Five years ago today, the most important person in my life finally succumbed to ALS, after an 11 year battle. Five years, my heart was ripped into a million pieces. Five years which at times seems like 5 minutes and other times it feels like a whole lifetime.
One thing I have learned is that no one is an expert on grief - everyone grieves differently. No one talks about how much you will regret EVERYTHING and how much guilt you will feel. I wasn't there enough, I didn't say enough, I didn't thank enough, did she really know how much I loved her. There is NEVER enough time with a loved one, period.
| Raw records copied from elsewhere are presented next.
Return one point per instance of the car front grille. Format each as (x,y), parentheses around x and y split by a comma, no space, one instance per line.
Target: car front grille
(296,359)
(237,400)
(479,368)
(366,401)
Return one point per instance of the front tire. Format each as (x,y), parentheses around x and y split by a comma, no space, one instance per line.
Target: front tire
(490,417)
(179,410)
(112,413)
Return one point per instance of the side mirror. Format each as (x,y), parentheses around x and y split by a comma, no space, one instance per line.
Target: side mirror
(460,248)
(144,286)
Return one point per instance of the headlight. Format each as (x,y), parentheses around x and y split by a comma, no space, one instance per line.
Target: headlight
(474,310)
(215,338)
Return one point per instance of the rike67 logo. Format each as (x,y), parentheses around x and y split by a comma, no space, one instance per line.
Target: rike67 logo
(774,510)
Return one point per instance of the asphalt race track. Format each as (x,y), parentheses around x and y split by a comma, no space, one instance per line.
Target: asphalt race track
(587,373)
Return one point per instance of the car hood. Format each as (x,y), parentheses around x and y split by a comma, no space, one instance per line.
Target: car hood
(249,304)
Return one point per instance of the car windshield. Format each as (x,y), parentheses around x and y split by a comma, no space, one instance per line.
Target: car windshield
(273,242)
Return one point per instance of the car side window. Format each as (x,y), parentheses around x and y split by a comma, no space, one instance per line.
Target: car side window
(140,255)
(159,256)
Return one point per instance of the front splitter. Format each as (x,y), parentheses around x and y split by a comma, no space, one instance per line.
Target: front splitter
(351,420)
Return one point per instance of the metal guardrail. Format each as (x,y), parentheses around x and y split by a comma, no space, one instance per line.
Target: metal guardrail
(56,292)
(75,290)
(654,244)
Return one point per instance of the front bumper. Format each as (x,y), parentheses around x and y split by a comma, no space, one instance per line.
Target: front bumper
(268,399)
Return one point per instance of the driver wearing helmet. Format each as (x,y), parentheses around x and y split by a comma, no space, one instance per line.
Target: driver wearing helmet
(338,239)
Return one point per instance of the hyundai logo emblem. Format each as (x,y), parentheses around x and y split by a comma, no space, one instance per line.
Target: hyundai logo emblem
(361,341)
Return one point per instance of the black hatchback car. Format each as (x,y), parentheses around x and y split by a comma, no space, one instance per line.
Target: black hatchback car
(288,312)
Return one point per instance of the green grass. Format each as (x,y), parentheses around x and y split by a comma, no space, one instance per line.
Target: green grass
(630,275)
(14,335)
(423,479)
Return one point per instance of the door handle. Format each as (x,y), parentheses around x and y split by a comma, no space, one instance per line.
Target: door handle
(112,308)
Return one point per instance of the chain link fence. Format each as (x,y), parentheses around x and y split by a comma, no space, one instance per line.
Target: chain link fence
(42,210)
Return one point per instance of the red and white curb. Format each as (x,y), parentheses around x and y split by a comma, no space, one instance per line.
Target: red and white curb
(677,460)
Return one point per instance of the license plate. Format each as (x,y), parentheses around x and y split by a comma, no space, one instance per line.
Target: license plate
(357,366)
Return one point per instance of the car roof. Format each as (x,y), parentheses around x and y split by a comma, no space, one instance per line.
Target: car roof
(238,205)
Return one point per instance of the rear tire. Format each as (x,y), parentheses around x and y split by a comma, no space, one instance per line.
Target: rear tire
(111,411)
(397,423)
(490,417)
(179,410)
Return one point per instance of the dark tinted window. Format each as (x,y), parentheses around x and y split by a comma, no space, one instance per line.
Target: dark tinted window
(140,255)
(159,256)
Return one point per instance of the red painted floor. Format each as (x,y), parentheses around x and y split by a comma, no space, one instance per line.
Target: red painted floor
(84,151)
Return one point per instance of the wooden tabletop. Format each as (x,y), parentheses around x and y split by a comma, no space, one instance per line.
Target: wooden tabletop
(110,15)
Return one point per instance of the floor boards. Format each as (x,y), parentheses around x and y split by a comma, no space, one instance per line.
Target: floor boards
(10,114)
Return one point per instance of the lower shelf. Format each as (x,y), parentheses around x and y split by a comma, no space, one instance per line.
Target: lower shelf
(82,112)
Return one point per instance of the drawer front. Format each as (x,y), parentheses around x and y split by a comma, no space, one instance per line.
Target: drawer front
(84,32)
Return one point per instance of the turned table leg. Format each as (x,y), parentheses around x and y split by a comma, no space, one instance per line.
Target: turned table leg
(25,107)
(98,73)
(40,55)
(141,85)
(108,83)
I don't know if I will ever not regret or not feel guilty, but at least it dissipates over time and I can at least be more thankful for the time I did have then regret the time I didn't.
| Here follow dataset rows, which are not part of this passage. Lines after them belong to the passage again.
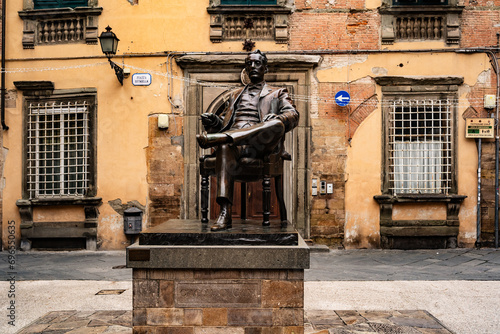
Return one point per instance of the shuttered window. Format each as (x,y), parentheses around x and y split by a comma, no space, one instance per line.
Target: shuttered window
(248,2)
(43,4)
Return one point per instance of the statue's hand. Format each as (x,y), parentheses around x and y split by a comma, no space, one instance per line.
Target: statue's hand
(269,117)
(209,119)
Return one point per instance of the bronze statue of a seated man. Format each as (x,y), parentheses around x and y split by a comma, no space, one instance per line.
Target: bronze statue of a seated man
(252,126)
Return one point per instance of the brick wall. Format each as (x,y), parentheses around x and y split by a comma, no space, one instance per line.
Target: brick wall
(479,26)
(311,30)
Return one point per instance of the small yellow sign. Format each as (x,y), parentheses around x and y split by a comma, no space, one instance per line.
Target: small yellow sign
(479,128)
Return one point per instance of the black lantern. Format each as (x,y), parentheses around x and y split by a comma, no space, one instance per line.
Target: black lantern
(109,45)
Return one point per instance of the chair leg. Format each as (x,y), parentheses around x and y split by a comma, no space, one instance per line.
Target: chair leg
(243,200)
(279,195)
(266,200)
(205,193)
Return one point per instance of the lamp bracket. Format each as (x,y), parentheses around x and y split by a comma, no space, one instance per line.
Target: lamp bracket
(118,70)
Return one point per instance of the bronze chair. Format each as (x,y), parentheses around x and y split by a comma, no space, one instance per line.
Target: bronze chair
(254,170)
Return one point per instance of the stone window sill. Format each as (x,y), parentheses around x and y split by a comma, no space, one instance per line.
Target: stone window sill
(419,198)
(90,205)
(60,26)
(421,23)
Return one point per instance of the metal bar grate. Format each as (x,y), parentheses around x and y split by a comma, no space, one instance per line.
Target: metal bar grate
(58,149)
(420,146)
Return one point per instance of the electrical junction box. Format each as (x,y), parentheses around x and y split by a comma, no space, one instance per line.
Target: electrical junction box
(315,187)
(479,128)
(489,101)
(163,121)
(322,189)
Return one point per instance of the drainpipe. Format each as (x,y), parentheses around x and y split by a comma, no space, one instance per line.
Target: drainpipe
(2,98)
(497,141)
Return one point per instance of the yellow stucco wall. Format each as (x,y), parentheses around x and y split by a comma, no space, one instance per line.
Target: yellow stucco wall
(122,112)
(152,27)
(363,167)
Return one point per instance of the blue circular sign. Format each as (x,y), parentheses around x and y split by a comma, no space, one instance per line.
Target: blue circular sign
(342,98)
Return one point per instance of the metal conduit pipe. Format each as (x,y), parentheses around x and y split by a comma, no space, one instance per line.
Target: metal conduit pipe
(478,221)
(494,61)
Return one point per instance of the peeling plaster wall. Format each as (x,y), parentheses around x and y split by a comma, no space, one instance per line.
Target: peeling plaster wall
(364,165)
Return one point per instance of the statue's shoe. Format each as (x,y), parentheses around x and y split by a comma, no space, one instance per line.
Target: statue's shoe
(212,139)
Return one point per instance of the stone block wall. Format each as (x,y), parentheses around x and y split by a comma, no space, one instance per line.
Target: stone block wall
(185,301)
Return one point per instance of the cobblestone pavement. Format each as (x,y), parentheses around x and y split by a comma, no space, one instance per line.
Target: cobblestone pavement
(329,272)
(316,322)
(336,265)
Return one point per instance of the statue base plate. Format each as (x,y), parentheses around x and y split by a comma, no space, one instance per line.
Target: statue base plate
(243,232)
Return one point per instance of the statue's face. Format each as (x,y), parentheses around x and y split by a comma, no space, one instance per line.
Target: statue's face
(255,67)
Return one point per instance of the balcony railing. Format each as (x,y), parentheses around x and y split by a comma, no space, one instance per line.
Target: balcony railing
(420,27)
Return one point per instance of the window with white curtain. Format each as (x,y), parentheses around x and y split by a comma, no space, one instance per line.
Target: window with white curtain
(59,148)
(420,156)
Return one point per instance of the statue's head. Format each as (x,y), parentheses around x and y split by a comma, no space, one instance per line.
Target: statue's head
(256,66)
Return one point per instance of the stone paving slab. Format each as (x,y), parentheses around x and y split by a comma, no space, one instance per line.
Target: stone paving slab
(316,322)
(81,322)
(355,321)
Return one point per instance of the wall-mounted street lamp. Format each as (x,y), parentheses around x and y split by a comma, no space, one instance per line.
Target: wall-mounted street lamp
(109,45)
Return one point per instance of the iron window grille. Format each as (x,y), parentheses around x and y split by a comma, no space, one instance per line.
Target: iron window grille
(419,2)
(58,149)
(420,146)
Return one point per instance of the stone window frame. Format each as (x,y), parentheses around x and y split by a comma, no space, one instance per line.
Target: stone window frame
(33,19)
(278,14)
(39,91)
(449,14)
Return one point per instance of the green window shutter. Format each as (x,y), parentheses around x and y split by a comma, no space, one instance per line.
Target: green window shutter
(248,2)
(42,4)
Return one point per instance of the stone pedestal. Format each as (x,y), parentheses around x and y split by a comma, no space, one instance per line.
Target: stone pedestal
(225,287)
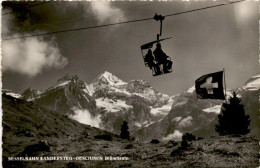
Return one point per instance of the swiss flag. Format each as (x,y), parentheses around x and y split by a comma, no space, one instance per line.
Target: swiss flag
(210,86)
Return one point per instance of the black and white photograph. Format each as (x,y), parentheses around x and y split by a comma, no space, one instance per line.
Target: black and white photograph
(118,84)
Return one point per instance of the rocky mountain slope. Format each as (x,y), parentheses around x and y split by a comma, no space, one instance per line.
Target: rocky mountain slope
(108,101)
(29,129)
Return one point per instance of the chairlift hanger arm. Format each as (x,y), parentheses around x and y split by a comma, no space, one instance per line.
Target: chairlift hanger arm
(161,18)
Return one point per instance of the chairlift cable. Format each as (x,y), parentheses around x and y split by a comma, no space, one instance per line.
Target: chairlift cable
(118,23)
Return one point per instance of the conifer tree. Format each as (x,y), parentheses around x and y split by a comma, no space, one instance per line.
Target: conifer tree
(232,119)
(124,131)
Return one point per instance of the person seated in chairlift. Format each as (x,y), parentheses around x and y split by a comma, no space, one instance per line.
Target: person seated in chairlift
(162,58)
(149,58)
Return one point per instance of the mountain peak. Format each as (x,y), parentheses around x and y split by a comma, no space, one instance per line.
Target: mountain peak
(68,77)
(109,79)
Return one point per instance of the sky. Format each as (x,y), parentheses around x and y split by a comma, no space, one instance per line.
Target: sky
(202,42)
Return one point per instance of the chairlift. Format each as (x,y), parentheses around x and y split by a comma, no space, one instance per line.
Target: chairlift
(148,46)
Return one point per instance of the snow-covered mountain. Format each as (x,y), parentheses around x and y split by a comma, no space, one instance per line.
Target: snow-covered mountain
(108,101)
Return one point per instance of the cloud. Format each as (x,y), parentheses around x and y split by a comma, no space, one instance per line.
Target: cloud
(185,122)
(30,56)
(84,117)
(106,13)
(176,136)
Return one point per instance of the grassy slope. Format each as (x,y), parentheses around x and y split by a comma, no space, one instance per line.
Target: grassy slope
(66,138)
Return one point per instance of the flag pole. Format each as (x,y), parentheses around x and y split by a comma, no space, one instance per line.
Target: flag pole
(224,82)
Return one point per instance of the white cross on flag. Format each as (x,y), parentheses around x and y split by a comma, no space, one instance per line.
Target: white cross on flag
(210,86)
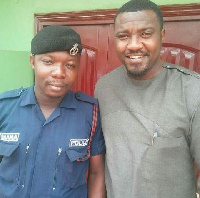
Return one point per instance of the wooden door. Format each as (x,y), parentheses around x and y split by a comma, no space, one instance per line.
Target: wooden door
(181,45)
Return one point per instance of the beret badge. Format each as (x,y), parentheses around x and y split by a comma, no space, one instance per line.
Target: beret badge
(74,50)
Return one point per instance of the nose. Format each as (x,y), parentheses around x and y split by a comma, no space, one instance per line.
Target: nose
(59,72)
(134,43)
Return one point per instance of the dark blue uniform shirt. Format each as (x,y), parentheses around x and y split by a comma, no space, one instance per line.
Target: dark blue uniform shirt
(39,156)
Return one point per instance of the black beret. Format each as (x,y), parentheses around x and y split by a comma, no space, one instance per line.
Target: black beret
(56,38)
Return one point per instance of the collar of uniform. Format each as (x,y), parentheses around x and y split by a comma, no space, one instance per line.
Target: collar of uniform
(69,101)
(28,97)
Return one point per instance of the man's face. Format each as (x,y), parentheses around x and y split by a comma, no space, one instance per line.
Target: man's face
(138,39)
(55,73)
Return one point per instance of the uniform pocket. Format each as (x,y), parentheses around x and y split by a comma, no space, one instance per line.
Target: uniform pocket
(74,170)
(9,166)
(160,165)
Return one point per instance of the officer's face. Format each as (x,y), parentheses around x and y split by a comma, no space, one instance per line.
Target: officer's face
(55,73)
(138,39)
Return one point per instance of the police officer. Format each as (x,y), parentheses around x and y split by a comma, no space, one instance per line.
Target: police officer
(50,136)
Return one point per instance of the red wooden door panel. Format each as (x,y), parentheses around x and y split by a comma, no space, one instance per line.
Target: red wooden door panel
(181,45)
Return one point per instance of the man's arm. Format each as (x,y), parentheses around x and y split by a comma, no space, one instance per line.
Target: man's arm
(96,177)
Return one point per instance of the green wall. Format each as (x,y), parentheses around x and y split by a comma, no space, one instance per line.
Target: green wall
(17,30)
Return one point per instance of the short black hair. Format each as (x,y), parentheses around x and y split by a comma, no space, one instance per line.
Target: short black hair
(139,5)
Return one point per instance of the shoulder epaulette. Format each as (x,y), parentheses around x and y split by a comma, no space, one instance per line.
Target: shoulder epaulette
(12,94)
(85,98)
(182,69)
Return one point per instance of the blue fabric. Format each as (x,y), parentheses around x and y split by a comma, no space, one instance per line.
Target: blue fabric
(41,162)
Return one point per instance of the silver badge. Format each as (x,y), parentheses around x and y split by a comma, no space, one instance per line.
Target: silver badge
(74,49)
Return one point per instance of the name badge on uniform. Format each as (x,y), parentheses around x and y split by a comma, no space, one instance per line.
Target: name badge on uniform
(9,137)
(78,142)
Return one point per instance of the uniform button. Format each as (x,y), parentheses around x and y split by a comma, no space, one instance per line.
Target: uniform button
(77,94)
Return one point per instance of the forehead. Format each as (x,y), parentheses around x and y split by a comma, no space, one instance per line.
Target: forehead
(60,54)
(137,19)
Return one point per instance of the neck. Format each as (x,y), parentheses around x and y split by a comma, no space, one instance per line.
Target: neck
(47,104)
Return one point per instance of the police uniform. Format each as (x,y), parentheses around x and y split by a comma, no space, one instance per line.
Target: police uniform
(40,156)
(48,158)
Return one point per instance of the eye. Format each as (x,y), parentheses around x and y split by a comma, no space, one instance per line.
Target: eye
(146,34)
(122,36)
(70,66)
(47,62)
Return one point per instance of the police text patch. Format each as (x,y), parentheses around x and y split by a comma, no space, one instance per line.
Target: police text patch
(9,137)
(78,142)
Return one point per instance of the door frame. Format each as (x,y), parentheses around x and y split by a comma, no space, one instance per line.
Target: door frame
(176,12)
Another thing I have learned about grief is that I don't think there is ever closure of the "five stages". I will always be angry that my mom got sick, I will always be angry that there was no cure. I still would like to bargain with the powers that be - I would gladly trade someone to have my mom back. I will always be heartbroken that my mom is not with me. I will always miss her. As a rational, intelligent human being, of course I accept that she is gone, but there is no peace in that acceptance and maybe there will never be.
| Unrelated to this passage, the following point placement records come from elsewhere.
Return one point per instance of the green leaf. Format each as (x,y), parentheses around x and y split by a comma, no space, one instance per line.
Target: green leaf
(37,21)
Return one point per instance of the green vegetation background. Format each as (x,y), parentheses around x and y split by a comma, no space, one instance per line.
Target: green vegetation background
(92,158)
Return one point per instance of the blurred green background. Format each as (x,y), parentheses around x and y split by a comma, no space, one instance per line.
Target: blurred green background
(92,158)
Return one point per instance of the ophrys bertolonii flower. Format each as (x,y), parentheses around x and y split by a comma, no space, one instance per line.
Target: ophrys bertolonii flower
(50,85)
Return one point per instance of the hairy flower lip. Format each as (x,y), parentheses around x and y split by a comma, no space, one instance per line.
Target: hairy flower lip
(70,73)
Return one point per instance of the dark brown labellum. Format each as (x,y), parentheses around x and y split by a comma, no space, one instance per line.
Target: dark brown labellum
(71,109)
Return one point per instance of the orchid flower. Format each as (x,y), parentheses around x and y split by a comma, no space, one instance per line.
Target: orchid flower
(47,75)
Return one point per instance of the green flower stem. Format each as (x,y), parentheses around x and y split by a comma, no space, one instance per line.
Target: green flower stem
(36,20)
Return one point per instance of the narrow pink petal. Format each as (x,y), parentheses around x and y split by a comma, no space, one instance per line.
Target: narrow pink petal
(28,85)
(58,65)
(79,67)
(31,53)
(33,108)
As an adult, with a job and a child, etc., I did not have the luxury of shutting down and checking out and letting myself grieve. Life went on, my job went on, my child needed to be taken care of. One day a year, that is when I let myself grieve. But as I did today, I met someone who made me think about my process. My daughter is almost 6 years old, my mom passed away a month before her 1st birthday so she has no memory of her. I rarely talk about my mom with my daughter because it is hard, because I get sad. I realized that I want my daughter to know about my mom, and it is ok if she sees me get sad. I have to start telling her about my mom, letting her know how much I hurt without her, and that these feeling are all ok.
My mom was a strong, independent, fierce woman (at least that is how I saw her). She spoke her mind and she was unapologetic for it. She pissed off her enemies and sometimes her friends! She was silly and kind, and she had a twisted sense of humor. She loved with everything she was and I could always see how much she hurt when any of her kids hurt. She was tough and strong and a bit stubborn. She was beautiful. The world is a darker place without her in it.
Everything I am today as a person and as a mother was inspired by her. Not only did she give me life, but she gave me more strength than I ever knew I had. I hope wherever she is, she is proud of what I have done and who I have become.
Mom - there will never be enough words to describe how I feel or how much I miss you.